Financial Modeling & Product Performance — Transforming transaction data into executive-level P&L reporting

Excel Financial Modeling Pivot Tables Business Intelligence

Project Overview

This project is an Excel-based financial analytics solution designed to evaluate profitability, expense structure, and product performance for an e-commerce business. The workbook transforms raw transaction-level data into a structured Profit & Loss (P&L) statement, enabling year-over-year comparison and insight-driven decision making.

The goal of this project was to simulate a real consulting scenario: analyze financial stagnation and identify areas where operational costs or product mix may be impacting overall profitability.

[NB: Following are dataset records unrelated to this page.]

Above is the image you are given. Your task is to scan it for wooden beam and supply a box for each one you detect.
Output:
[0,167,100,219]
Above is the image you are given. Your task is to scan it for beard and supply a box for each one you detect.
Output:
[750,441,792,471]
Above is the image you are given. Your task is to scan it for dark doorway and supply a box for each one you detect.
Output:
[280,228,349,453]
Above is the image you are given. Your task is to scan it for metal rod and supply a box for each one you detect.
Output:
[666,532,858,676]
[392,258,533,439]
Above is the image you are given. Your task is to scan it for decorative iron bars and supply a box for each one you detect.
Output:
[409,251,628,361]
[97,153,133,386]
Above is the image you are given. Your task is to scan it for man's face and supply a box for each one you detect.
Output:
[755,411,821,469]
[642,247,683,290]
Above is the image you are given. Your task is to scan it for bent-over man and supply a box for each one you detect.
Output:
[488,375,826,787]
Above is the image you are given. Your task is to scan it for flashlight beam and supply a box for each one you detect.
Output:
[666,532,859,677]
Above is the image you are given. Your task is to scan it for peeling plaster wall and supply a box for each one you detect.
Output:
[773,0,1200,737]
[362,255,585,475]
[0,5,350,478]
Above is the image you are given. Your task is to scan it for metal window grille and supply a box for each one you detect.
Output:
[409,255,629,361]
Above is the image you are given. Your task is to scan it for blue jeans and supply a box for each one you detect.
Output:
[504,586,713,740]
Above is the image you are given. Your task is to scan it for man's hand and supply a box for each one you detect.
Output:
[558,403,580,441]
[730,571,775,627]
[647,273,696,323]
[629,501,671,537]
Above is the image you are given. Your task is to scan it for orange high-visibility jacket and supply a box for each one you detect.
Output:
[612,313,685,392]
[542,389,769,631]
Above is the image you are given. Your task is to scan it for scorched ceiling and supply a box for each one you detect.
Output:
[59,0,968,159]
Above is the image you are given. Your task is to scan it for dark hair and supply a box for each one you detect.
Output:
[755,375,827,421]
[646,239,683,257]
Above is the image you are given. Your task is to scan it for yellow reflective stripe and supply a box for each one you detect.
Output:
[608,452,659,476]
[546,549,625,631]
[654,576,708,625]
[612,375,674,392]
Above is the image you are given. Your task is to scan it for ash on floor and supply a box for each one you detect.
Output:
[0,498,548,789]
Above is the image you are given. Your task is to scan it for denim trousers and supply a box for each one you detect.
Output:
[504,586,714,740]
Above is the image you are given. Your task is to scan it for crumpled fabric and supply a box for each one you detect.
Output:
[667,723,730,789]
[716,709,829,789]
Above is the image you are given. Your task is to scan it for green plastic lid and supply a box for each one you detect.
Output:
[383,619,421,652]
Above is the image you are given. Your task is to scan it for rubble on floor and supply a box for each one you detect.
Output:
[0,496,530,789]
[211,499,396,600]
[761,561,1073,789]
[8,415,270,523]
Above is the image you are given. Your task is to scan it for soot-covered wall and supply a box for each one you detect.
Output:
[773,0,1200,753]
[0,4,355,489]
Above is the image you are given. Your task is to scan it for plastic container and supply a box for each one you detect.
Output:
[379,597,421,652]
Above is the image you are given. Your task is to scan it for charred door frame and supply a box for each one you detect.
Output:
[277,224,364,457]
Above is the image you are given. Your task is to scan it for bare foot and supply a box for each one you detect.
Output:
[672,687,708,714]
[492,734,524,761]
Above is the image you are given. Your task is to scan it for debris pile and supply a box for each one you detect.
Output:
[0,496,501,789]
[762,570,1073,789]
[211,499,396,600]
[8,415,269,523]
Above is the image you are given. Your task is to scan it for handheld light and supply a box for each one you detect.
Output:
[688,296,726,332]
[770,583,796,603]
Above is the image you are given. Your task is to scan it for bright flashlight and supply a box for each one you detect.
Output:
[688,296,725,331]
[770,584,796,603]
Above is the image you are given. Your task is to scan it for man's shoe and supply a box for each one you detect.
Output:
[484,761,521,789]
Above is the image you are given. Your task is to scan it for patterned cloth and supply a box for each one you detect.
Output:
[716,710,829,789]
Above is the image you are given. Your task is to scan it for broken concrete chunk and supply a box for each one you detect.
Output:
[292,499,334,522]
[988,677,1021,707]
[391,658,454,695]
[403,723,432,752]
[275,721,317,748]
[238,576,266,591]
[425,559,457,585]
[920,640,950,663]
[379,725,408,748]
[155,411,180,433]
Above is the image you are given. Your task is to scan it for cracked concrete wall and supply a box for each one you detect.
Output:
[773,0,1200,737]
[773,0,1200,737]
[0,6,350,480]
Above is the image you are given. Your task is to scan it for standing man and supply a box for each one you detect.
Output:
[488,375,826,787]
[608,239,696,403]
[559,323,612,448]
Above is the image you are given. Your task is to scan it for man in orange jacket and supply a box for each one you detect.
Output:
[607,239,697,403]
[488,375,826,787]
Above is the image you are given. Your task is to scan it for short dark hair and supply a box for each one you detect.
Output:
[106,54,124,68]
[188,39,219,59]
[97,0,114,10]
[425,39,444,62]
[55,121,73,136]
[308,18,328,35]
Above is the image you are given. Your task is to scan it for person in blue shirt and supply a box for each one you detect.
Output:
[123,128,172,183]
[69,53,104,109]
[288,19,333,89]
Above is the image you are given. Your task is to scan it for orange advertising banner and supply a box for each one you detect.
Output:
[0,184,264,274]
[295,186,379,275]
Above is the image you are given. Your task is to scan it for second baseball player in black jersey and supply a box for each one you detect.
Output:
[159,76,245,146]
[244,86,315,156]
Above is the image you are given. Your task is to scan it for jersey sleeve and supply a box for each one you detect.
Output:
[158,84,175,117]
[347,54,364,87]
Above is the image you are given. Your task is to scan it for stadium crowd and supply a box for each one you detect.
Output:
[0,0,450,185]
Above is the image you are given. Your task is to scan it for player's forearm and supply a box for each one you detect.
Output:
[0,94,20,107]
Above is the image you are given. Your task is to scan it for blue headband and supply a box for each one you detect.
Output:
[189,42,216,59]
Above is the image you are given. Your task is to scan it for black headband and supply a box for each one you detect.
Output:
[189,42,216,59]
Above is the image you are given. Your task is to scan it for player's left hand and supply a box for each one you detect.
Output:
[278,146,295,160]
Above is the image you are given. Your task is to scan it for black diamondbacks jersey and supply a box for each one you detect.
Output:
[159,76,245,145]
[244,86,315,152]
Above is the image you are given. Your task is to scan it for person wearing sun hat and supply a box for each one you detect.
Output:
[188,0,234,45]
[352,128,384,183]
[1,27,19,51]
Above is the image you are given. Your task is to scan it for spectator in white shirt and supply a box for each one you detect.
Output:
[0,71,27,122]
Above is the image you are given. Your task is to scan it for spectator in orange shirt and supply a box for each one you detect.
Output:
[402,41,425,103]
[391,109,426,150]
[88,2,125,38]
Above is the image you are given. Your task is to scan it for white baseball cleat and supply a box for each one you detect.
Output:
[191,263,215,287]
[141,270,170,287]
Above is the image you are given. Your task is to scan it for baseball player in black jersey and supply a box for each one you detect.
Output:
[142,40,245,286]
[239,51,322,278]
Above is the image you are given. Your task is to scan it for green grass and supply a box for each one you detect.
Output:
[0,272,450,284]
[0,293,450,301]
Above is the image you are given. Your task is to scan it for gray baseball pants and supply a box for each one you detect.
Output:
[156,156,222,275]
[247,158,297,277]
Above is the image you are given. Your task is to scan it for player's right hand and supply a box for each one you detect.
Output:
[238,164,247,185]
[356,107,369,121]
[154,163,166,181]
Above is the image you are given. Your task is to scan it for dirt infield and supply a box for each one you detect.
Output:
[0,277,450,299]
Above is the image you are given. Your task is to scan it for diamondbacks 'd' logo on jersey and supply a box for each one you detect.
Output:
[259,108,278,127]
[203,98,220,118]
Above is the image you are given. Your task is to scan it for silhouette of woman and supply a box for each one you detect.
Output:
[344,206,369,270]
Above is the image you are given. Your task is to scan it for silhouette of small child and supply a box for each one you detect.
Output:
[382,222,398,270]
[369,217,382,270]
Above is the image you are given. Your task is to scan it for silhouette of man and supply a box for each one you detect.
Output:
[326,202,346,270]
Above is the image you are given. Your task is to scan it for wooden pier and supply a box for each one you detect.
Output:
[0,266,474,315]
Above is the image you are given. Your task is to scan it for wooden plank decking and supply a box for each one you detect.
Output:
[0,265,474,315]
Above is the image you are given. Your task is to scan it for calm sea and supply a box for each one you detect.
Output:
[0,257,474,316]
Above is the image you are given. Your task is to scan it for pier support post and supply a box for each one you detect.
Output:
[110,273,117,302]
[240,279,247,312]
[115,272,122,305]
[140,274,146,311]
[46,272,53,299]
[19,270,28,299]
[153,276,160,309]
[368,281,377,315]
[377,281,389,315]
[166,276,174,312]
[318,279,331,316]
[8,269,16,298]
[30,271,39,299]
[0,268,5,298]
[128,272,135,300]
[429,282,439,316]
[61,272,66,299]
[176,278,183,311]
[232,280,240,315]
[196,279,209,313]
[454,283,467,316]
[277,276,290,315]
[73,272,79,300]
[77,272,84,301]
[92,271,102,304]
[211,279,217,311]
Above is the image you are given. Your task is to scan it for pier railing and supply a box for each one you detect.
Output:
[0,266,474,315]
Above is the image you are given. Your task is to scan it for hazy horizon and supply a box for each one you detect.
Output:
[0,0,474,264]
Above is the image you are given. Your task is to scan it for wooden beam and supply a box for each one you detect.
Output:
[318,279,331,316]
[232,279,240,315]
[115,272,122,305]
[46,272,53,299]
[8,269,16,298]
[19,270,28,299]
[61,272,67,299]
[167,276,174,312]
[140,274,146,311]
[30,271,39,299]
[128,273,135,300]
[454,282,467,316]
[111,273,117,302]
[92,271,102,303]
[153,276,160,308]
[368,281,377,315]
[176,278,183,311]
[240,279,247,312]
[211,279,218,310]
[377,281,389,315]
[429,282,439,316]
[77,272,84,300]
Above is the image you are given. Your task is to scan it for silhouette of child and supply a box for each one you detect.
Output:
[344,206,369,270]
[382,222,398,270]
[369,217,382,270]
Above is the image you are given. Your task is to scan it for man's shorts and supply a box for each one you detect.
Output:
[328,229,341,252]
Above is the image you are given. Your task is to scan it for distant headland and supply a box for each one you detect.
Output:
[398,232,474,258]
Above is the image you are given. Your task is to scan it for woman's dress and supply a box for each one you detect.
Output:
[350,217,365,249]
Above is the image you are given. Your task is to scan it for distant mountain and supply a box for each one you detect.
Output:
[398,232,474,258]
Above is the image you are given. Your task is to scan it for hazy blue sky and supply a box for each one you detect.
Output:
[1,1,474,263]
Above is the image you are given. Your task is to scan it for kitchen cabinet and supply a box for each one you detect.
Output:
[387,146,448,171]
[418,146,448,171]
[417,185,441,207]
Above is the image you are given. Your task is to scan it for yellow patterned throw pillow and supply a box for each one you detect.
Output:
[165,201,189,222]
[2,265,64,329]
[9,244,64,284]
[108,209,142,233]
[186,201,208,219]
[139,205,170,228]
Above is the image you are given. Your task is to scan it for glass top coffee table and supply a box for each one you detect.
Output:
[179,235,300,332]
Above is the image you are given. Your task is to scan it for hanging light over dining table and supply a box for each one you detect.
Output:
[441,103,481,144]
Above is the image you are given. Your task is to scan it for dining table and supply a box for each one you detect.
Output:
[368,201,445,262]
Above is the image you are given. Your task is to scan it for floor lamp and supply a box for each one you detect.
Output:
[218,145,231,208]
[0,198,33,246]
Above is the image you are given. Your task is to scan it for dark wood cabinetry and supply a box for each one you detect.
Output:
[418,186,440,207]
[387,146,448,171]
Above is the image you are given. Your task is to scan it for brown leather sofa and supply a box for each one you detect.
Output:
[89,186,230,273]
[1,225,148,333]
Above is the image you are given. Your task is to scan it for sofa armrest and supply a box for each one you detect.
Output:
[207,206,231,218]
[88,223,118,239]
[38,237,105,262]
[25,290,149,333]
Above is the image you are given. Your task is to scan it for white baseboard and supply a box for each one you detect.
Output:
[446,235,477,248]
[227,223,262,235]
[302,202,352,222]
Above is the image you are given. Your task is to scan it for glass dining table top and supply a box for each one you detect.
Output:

Project Overview Dashboard

Business Problem

The company experienced slowing profit growth despite steady sales activity. Leadership needed a clear understanding of:

  • How revenue translated into actual profit after expenses
  • Which cost categories were increasing year-over-year
  • Which products drove volume versus profitability
  • Whether operational efficiency improved between 2024 and 2025

Raw transaction data alone could not answer these questions. The data required restructuring into a financial reporting framework.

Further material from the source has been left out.